Dika tersenyum. "Bunuh aku kalau kau bisa." Ia tiba-tiba mencekal tangan Mada yang menjambak rambutnya.
Mada yang sempat kaget, spontan menerjunkan pecahan kaca itu, tapi serangannya kali ini gagal. Dika berhasil menangkap kaca lancip yang baru saja hampir menancap di lehernya.
Tangan Dika masih menahan kaca itu meski itu berarti tangannya ikut terluka. Mada terus mengerahkan tenaganya, begitu juga Dika yang terus bertahan.
"Bagaimana caranya kau masih kuat bertahan dengan kondisi itu?"

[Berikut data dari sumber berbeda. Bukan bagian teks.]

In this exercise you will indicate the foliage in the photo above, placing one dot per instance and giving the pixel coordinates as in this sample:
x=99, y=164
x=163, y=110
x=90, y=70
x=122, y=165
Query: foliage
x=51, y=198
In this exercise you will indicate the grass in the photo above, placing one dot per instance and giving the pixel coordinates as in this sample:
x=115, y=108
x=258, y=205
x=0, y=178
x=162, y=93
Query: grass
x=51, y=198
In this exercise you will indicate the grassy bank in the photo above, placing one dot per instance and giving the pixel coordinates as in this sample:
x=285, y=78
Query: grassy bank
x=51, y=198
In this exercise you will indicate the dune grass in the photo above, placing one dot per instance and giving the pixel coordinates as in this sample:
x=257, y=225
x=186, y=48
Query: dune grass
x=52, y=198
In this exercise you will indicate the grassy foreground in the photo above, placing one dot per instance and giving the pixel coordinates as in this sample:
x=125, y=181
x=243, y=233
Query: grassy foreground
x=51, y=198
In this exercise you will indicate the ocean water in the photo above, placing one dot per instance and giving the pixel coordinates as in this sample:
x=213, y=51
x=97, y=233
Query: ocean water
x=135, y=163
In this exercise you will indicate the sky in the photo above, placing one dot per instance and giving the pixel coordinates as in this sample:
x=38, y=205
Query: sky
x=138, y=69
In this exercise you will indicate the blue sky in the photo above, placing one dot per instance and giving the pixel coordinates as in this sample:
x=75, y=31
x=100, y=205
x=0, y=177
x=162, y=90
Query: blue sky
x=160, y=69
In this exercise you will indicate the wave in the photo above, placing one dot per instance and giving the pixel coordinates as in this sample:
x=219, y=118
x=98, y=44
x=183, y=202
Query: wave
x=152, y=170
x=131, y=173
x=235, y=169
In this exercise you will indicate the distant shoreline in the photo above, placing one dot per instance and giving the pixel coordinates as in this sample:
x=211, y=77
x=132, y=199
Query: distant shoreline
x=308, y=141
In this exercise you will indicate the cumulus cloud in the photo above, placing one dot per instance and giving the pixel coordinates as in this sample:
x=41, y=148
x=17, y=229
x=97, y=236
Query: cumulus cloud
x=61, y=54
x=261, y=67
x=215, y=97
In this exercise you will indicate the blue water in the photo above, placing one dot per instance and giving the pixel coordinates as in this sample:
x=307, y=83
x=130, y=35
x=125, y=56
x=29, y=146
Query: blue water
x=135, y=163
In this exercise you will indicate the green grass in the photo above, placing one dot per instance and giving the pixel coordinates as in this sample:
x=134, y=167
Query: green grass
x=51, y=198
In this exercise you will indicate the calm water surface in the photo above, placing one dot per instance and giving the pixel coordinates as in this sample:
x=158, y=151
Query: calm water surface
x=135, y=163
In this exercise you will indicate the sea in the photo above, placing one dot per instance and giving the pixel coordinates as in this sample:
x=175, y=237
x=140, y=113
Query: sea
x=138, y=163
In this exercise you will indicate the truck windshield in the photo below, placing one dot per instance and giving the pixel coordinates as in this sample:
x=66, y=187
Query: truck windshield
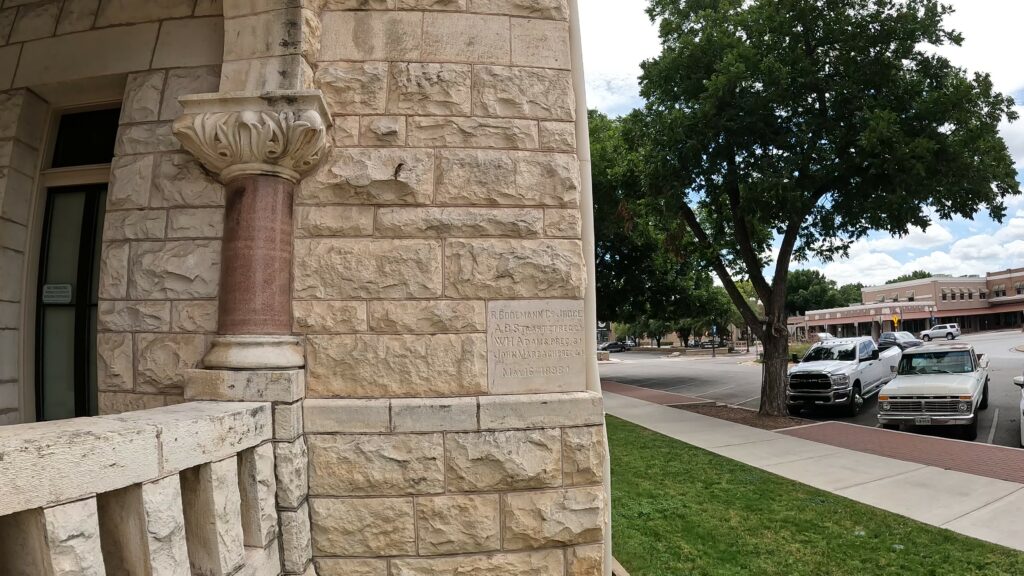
x=937, y=363
x=846, y=353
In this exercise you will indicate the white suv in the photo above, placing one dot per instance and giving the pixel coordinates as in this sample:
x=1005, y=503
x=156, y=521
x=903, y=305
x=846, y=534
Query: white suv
x=947, y=331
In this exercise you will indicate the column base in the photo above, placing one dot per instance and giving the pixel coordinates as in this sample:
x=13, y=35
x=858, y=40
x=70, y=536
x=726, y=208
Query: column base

Dika meringis. "Mungkin bukan aku yang kuat bertahan, tapi kau yang semakin melemah."
Seketika mata Mada melebar. Ia menoleh pada tangannya yang terluka menggenggam pecahan kaca. Ia baru sadar, bahwa darahnya yang mengalir itu jatuh ke tangan Dika yang juga berdarah.
Sontak Mada mengurai pegangannya dari kaca itu, tapi tangan Dika yang satunya dengan cepat memegangi tangannya lagi agar tetap menggenggam kaca itu.
"Aku bersumpah, aku akan mewarisi kekuatan ini darimu."
"DIKAA!!!" teriak Mada mencoba melepas tangannya dari kaca itu, tapi tenaga Dika justru semakin kuat.
Itu karena kekuatan Mada perlahan berpindah melalui darahnya. Dengan bertemunya darah siluman dan darah manusia-darah pemilik tubuh Dika, pewarisan kekuatan dapat dilakukan.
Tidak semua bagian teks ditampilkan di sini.